Political hip hop act Dead Prez have collaborated with Jay-Z, Nas and Chuck D; been signed by Sony and are behind one of the biggest hip hop tunes in history. Before their gig in KOKO on Friday, Miguel spoke to one half of the American duo - M1 about radicalism, Nick Griffin and being held hostage in Cairo.
Daniel Finkelstein, an Associate Editor of The Times wrote a piece on the eve of Obama's election about the key difference between Martin Luther King and Malcolm X, arguing that while Martin Luther King's non-violence moved mountains, Malcolm X's violent quest for segregation made him wholly ineffectual.
Dead Prez's M1 gets his name from the brand of carbine that Malcolm X used in his iconic Life Magazine photo and his politics are suitably militant. However no one can accuse the group behind 'Hip-Hop' - perhaps the most recognisable tune in the history of rap - of lacking reach.
Dead Prez's daring takes them beyond the usual agitators. In the US where blacks are more empowered, lyrics like "F*ck welfare - we say reparations" may be less shocking; here their show at KOKO this Friday may make some feel uncomfortable. However this is not to say that their politics have left them marginalised - M1 and his DP partner Stic.man have worked with Jay-Z, Nas and Chuck D, been signed to Sony and feature on every kid's rap crash course.
Speaking to me from Atlanta, Georgia, M1 is everything you'd expect: polite, with an excessive formality that you feel is overcompensating, slick (he manages to arrange a special delivery package while on the phone) and with a practiced capacity for rigorous political debate.
"I went to college in Tallahassee, Florida and we're still seeing burning crosses. In the north there's a contrast, although the same things are happening. There they won't call you a n***er to your face, they'll call you a n***er behind your back."
I ask him what car he drives, probing for a Cristal socialist: a Nissan, it seems, before he lost his license. However contrarily he seems rather abashed at driving such a pimped-down car, and I wonder whether he envies the no-qualms hustling of Jay-Z. He is adamant, however, that he doesn't regret the associations of his radicalism: "Does it put me in the room with questionable characters? No. It puts me in a room with people who use critical thinking to help them arrive at new conclusions. My support for Hugo Chávez (he went recently to Venezuela to perform with K'naan) is heartfelt. The jury is still out on whether Chavez is corrupt as he is fighting a monumentally corrupt, imperialist government, the US."
It will be less surprising to you now that M1 has been hanging out with George Galloway: he went on a mission to Gaza this summer to deliver supplies to bombed-out Palestinians, and had an eventful time: "We were held hostage in their hotel in Cairo. They wouldn't let us leave and had no intention of us reaching Gaza. There was a suspicious looking security detail following us about, watching us to make sure they didn't do anything." The 100-strong group then discovered a spy in their meeting room: "It was George Galloway himself who identified the informant, an Egyptian-looking man sitting at the back of the room taking notes.

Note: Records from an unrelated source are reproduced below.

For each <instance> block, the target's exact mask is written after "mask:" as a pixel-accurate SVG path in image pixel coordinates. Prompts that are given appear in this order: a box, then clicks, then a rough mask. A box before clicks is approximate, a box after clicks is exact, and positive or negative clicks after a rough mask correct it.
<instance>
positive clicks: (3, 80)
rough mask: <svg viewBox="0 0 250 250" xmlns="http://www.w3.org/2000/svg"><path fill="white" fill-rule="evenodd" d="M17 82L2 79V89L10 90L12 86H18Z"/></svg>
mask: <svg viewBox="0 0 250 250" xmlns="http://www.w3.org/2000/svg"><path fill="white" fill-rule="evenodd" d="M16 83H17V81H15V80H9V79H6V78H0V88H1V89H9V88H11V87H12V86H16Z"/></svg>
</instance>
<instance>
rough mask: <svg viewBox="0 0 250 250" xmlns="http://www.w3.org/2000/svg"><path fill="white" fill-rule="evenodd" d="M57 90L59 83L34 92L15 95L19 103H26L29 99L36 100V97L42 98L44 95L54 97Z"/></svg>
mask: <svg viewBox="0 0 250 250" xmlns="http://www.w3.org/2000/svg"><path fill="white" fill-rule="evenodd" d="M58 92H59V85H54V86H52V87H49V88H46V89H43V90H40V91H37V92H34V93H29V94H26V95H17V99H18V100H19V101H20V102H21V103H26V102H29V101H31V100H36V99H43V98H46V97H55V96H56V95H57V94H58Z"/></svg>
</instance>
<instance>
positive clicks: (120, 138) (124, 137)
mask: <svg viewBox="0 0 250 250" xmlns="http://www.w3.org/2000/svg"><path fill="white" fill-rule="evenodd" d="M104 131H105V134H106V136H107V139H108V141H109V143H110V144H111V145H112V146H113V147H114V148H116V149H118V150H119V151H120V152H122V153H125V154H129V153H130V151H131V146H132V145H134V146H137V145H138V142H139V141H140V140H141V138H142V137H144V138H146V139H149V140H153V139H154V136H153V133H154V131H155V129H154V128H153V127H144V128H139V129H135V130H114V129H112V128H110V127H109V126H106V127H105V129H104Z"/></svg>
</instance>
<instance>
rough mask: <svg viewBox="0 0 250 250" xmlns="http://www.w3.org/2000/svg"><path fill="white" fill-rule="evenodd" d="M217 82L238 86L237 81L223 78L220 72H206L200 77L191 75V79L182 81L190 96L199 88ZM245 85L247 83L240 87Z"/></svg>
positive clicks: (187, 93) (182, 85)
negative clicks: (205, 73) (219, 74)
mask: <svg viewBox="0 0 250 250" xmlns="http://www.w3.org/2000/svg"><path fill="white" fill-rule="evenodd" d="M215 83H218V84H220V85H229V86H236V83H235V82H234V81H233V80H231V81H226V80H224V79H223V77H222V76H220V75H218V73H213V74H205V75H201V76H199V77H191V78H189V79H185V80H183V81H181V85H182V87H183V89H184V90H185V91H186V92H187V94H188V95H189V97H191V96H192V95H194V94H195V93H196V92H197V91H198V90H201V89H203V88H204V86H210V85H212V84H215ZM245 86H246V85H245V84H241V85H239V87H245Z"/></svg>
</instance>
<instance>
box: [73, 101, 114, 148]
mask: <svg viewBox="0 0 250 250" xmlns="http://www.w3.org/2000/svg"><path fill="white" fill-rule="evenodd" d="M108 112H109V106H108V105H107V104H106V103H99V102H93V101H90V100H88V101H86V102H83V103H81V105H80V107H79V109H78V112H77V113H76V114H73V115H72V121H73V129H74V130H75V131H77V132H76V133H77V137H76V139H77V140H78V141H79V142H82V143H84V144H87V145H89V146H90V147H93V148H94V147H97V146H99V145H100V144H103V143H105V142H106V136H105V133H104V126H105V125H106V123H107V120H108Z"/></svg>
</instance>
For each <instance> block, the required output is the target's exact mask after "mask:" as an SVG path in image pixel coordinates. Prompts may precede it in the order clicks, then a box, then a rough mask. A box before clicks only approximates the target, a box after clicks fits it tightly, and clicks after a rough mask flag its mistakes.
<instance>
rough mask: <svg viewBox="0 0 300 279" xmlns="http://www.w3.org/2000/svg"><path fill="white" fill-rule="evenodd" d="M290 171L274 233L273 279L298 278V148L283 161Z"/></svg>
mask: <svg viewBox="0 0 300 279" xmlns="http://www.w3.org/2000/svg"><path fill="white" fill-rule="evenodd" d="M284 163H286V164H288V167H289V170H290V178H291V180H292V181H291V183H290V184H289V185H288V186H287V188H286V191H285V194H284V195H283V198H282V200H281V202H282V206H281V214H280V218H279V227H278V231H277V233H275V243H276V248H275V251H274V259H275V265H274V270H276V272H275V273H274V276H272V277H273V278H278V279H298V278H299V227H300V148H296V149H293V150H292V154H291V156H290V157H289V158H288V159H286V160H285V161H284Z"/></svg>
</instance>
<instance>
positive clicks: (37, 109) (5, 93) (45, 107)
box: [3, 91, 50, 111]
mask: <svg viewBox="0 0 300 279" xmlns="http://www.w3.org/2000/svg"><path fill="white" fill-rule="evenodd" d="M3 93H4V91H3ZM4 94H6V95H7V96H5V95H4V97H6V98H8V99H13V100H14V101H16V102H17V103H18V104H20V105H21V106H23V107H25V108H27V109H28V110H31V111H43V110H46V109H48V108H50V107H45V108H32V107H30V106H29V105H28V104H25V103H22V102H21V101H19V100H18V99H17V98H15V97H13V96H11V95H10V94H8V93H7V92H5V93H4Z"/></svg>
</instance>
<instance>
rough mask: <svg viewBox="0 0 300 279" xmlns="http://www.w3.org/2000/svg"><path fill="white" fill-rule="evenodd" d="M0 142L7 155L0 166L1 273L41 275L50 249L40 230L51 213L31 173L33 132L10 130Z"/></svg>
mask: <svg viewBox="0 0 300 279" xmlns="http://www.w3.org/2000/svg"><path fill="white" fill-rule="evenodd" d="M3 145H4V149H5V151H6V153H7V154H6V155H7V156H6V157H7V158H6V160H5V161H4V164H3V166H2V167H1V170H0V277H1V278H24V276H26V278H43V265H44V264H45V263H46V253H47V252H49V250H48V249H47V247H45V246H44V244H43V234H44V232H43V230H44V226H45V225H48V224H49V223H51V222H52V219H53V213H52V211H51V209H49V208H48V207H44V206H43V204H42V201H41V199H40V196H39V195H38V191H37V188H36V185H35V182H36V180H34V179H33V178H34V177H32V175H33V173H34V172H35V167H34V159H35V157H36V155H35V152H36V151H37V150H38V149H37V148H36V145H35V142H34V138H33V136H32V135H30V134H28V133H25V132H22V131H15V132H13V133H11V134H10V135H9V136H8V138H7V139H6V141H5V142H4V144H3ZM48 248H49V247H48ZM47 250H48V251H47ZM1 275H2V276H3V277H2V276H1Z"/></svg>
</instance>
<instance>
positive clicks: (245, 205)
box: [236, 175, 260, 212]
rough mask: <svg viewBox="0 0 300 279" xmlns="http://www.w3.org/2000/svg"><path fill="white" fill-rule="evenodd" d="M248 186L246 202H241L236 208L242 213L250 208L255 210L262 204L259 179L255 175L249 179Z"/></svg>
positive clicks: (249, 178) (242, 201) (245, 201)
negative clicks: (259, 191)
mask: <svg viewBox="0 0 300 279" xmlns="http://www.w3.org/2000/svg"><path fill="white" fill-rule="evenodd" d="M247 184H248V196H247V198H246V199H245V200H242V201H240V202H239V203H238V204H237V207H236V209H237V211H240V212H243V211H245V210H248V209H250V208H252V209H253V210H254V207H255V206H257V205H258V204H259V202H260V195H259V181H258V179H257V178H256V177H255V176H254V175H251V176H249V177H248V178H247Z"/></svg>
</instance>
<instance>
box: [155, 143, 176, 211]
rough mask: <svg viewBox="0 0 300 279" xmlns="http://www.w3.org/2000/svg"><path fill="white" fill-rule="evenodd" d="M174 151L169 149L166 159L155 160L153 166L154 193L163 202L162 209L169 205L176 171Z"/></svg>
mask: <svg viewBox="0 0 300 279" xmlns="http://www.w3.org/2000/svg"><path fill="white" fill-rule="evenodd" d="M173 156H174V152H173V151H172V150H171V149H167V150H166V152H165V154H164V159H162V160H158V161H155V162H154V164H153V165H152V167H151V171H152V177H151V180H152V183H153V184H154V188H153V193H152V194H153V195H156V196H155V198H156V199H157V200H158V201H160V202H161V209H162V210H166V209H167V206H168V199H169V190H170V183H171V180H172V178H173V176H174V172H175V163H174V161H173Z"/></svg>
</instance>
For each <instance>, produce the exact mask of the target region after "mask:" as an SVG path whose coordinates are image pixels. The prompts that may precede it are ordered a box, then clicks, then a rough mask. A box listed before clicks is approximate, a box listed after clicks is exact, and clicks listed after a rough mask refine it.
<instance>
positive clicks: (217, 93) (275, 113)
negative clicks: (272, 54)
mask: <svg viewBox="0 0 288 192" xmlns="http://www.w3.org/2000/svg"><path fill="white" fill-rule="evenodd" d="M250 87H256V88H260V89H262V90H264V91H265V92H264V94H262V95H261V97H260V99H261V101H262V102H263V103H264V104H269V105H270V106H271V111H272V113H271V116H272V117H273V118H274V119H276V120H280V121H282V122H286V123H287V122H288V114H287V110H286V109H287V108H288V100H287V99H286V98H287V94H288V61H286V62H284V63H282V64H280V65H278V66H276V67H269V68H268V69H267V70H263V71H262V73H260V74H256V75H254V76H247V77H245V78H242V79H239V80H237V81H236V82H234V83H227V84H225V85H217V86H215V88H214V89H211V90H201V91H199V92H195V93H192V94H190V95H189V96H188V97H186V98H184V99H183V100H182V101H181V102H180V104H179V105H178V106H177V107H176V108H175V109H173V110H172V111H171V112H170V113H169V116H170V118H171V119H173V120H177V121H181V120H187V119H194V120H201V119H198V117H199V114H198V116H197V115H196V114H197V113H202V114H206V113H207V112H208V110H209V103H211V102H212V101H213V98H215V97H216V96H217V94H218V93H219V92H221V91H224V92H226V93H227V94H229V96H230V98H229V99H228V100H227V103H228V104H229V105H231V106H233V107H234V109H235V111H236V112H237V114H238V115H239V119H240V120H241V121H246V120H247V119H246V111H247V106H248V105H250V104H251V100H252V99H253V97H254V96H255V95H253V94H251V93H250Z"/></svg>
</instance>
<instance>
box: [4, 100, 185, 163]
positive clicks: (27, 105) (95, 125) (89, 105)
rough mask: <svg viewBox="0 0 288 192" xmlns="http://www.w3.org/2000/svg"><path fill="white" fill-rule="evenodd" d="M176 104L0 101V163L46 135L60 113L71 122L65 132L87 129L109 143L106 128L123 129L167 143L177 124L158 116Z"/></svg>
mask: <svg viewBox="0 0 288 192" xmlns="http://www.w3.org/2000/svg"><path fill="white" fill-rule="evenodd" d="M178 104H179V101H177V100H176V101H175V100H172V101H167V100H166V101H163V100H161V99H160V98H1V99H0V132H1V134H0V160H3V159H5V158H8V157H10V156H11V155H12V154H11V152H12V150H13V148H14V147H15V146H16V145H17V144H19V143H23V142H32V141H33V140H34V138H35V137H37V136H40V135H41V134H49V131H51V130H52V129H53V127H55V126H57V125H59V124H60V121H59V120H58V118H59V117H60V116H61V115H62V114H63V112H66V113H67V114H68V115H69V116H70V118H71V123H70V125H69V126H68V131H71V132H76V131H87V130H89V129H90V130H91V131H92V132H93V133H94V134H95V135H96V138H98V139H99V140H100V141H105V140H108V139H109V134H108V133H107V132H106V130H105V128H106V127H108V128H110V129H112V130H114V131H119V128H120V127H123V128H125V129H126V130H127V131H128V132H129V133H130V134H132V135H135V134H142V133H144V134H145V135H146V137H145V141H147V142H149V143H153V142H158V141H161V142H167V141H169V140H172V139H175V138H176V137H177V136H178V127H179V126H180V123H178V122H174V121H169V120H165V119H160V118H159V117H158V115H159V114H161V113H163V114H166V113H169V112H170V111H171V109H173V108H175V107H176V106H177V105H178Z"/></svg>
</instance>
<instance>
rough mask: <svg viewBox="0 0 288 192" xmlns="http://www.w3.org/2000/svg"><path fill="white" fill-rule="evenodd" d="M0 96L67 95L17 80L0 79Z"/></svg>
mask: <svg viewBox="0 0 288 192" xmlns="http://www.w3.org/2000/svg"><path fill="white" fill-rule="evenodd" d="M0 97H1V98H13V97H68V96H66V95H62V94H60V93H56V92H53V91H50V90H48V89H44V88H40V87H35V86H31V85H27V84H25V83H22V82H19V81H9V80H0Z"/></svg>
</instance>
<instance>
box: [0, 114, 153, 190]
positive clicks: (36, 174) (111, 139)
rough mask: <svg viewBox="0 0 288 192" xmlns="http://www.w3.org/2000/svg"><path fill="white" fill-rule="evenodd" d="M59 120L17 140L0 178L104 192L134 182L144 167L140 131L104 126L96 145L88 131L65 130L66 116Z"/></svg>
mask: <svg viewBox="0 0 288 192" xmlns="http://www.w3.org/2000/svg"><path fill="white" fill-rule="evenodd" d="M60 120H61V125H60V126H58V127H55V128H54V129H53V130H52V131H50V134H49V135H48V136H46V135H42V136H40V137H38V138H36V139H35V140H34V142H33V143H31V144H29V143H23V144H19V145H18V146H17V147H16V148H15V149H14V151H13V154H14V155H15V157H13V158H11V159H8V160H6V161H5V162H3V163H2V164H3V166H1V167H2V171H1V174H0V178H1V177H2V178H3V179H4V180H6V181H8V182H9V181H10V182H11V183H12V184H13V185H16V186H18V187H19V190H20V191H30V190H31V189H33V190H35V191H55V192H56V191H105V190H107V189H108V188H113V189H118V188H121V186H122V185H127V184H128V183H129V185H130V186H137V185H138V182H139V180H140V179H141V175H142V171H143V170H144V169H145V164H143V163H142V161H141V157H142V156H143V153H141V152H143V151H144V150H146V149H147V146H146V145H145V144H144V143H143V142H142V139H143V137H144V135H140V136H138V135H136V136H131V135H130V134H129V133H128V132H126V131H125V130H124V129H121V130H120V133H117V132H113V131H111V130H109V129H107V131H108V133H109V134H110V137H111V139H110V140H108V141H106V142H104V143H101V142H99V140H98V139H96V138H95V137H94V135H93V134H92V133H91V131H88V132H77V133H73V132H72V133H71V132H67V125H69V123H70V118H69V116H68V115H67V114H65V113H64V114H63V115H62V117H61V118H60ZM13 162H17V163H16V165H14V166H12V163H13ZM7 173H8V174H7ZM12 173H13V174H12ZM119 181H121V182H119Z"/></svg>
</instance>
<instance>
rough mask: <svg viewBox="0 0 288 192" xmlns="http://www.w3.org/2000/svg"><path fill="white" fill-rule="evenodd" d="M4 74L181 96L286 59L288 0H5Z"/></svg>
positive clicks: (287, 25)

When we discovered him it became very inflammatory and almost resulted in physical violence."
M1 is looking forward to riling up KOKO against Nick Griffin, saying coolly "This is war. Sometimes they call it a war on poverty, sometimes they call it a war on crime, immigration - which means a war on poor and oppressed people - these are tactics of war.
The group have a new album/mixtape out now, called Pulse of the People: Turn off your Vol. 3, produced by ex-Eminem DJ, Green Lantern. Chuck D features, and with its rough and ready, obvious-samples style, bears the hallmarks of an underground tape. One of the great tracks on it is 'Afrika Hot!' with a Misirlou-style guitar, a chorus sung in a mixture of Swahili and Arabic and laments about black, post-Obama plight. Another track '$timulus Plan' blames Bush for money he gave to banks without considering individuals.
Critics claimed that with this album DP were mellowing with age, a claim that M1 counters: "I am still a revolutionary with goals like the complete annihilation of capitalism by any means necessary, but we are strategists as to how to get to our goal. We reach different people by different means. Pulse of the People was more of a snapshot - we wanted to give people our personality and our rhymes. It was more of a day in the life of M1 and Stic.man. Our next album, Information Age has been in the pipeline for a year and a half. It's a different kind of production it will be more up beat - a more synthesized sound."
Although Dead Prez's politics smack of Malcolm X segregation, the crowd at the last Dead Prez concert I went to was mainly white. The usual hilarious sight of a few hundred middle-class students experiencing the contact thrill of militant black activism ensued, although it has to be said when the subterranean squelch of 'Hip-Hop' entered, politics were forgotten and the music endured.